U.N. Secretary-General: Venezuela Needs ‘Compromise’ Between Dictator, Opposition

UNITED NATIONS – U.N. Secretary-General António Guterres continued the U.N.’s preference for dialogue and negotiations in dealing with the socialist dictatorship of Venezuela, dismissing President Trump’s consideration of possible military action in the region.

Trump raised eyebrows Friday when, after calling Venezuela a “dangerous mess,” he refused to rule out military action to topple dictator Nicolás Maduro.

The country frequently hailed by socialists all over the world as a success has spiraled out of control in recent months, with famine and riots surging through the country as Maduro has amassed more power and doctored the results of a recent election.

The U.N.’s refugee agency (UNHCR) announced in July that the number of asylum applications from Venezuelans had “soared” with almost 50,000 applying for asylum in 2017, almost double the 27,000 that applied in the entirety of 2016.

“We have many options for Venezuela, I’m not ruling out military options,” Trump said.

But at a press stakeout outside the U.N. Security Council Wednesday, Guterres shrugged off the suggestion when asked by a reporter.

“Latin America has successfully managed to get rid of both foreign intervention and authoritarianism, and this is a lesson that is very important to make sure that this legacy is safeguarded and namely in Venezuela, both aspects of it,” he said.

Guterres told reporters that he would continue to push for dialogue, a theme the U.N. and Guterres himself has been pushing for months, despite calls from the U.S. and others for the international body to up its efforts.

Well, it’s a very clear message that Venezuela needs a political solution based on dialogue and compromise between the Government and the opposition. I recognize the efforts [of] international facilitators and regional leaders that are assisting the Venezuelan Government and the opposition in trying to advance political negotiations. I strongly support those efforts. I’ve been in close contact with all of them, and I urge the Government and the opposition to restart negotiations because I believe that the only solution is a political solution based on those negotiations.

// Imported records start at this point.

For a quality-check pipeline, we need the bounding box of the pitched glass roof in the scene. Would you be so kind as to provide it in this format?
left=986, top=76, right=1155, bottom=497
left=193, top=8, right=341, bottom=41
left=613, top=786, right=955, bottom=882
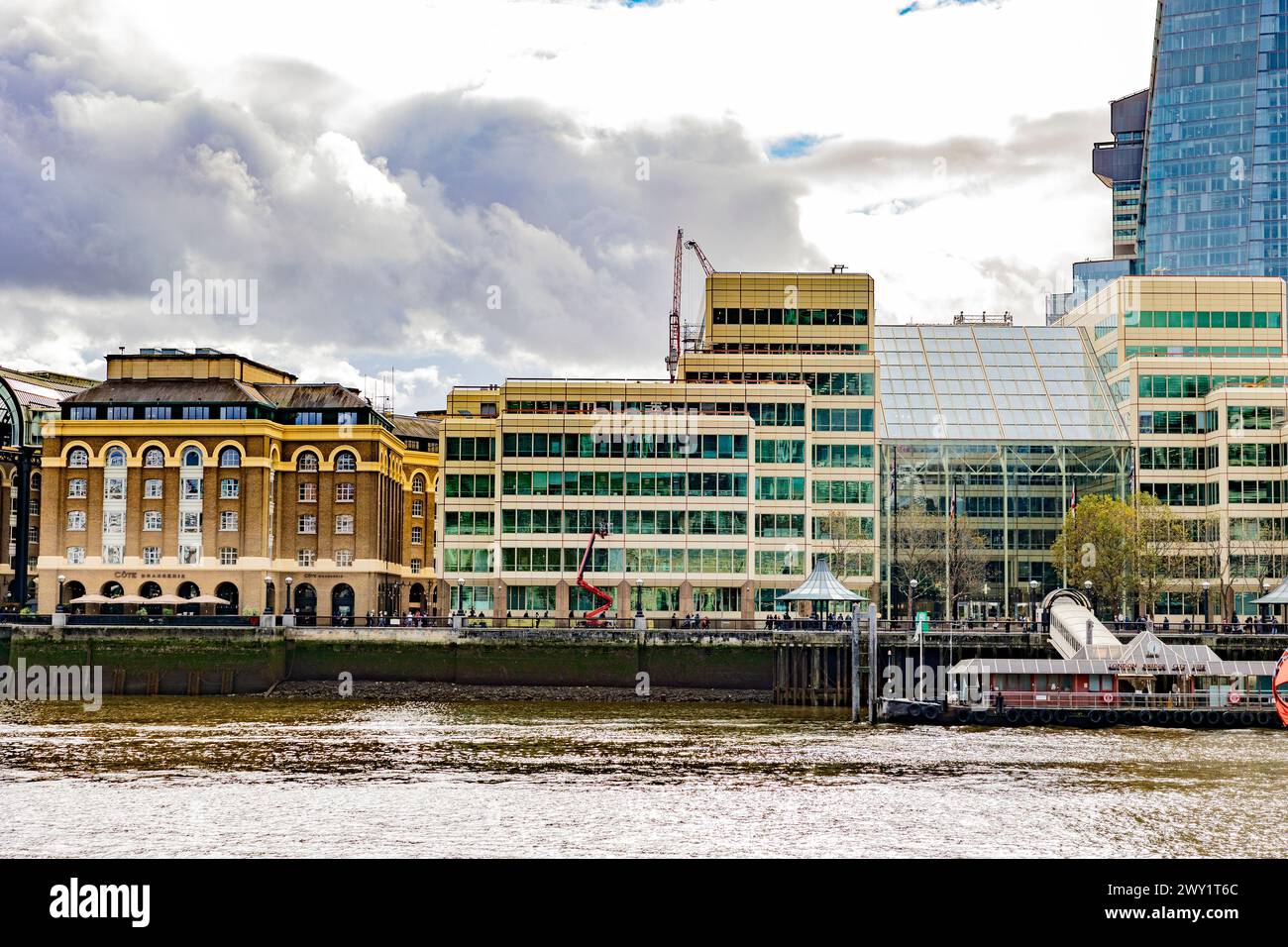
left=875, top=325, right=1128, bottom=442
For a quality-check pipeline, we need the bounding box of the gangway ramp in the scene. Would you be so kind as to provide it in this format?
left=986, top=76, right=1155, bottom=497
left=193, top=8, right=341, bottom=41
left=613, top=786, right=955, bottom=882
left=1046, top=594, right=1124, bottom=661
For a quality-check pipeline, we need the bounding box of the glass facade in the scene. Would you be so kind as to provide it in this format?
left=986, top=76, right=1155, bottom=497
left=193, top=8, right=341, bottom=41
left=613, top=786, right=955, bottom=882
left=876, top=326, right=1132, bottom=617
left=1140, top=0, right=1288, bottom=275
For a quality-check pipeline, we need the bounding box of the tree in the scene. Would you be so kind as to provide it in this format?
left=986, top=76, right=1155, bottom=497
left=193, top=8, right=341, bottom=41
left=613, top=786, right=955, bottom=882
left=814, top=509, right=872, bottom=582
left=1051, top=493, right=1188, bottom=618
left=890, top=510, right=947, bottom=615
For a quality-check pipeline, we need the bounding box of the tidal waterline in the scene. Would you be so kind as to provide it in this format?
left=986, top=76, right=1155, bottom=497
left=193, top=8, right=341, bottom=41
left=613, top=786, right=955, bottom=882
left=0, top=697, right=1288, bottom=857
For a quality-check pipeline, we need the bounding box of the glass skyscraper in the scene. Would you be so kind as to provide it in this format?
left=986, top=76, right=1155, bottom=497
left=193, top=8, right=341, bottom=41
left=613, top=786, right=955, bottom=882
left=1136, top=0, right=1288, bottom=275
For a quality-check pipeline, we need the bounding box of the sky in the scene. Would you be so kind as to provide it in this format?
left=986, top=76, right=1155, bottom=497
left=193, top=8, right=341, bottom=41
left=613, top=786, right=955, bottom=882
left=0, top=0, right=1155, bottom=412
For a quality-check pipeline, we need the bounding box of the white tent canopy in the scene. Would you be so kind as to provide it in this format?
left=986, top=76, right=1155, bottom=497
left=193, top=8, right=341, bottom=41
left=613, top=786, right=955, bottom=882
left=778, top=557, right=867, bottom=601
left=1252, top=582, right=1288, bottom=605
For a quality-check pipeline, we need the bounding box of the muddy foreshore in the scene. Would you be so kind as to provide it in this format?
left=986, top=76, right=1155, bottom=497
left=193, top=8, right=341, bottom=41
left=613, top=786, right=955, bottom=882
left=256, top=681, right=773, bottom=703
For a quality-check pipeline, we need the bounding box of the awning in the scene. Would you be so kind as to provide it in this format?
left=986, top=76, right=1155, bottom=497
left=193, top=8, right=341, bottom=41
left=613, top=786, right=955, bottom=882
left=778, top=557, right=868, bottom=601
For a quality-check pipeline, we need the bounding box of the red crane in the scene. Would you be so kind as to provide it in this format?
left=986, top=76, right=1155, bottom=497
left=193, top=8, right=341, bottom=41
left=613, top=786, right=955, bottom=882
left=666, top=227, right=684, bottom=381
left=666, top=227, right=716, bottom=381
left=577, top=523, right=613, bottom=627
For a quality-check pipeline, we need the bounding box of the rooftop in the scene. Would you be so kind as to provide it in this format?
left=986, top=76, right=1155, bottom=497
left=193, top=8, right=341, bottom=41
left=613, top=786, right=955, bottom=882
left=873, top=325, right=1128, bottom=443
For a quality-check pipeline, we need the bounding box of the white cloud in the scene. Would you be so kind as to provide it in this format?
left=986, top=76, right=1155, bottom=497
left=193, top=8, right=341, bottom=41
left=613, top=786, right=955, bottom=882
left=0, top=0, right=1153, bottom=407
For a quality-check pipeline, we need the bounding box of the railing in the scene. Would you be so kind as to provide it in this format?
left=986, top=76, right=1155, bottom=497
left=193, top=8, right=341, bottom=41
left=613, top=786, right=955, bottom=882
left=971, top=689, right=1275, bottom=711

The U.S. has been looking for tougher action from the U.N. but has often been met with indifference. The Egyptian Ambassador to the United Nations, speaking in his role as president of the Security Council, told reporters last week that the crisis was not a matter for the Security Council.

“Until now I think, of course, there is some concern, but at the end of the day we see [the Venezuelan crisis] as internal affairs,” he said. “It does not harm peace and security right now from my point of view.”

U.S. Ambassador to the U.N. Nikki Haley has repeatedly blasted the U.N. Human Rights Council for ignoring the crisis while obsessing over Israel.

“It’s hard to accept that this Council has never considered a resolution on Venezuela, and yet it adopted five biased resolutions in March against a single country: Israel,” she said in June.

She also called for Venezuela to step down from its seat on the Council.

“If Venezuela cannot, then it should voluntarily step down from its seat on the Human Rights Council until it can get its own house in order,” she said. “Being a member of this council is a privilege, and no country who is a human right violator should be allowed a seat at the table.”

Venezuela, along with other countries with poor human rights record such as Cuba and Saudi Arabia, remains a member of the Council.

There are signs, however, that the U.N. is beginning to pick up its feet on the crisis. The Office of the High Commissioner for Human Rights deployed a team to monitor the country in June. While the report from the team is out later this month, a release from the office last week said it had found “widespread and systematic” human rights abuses in the country.

“Since the wave of demonstrations began in April, there has been a clear pattern of excessive force used against protesters. Several thousand people have been arbitrarily detained, many reportedly subjected to ill-treatment and even torture, while several hundred have been brought before military rather than civilian courts,” said High Commissioner Zeid Ra’ad Al Hussein in a statement. “And these patterns show no signs of abating.”

“The responsibility for the human rights violations we are recording lies at the highest levels of Government,” Zeid added.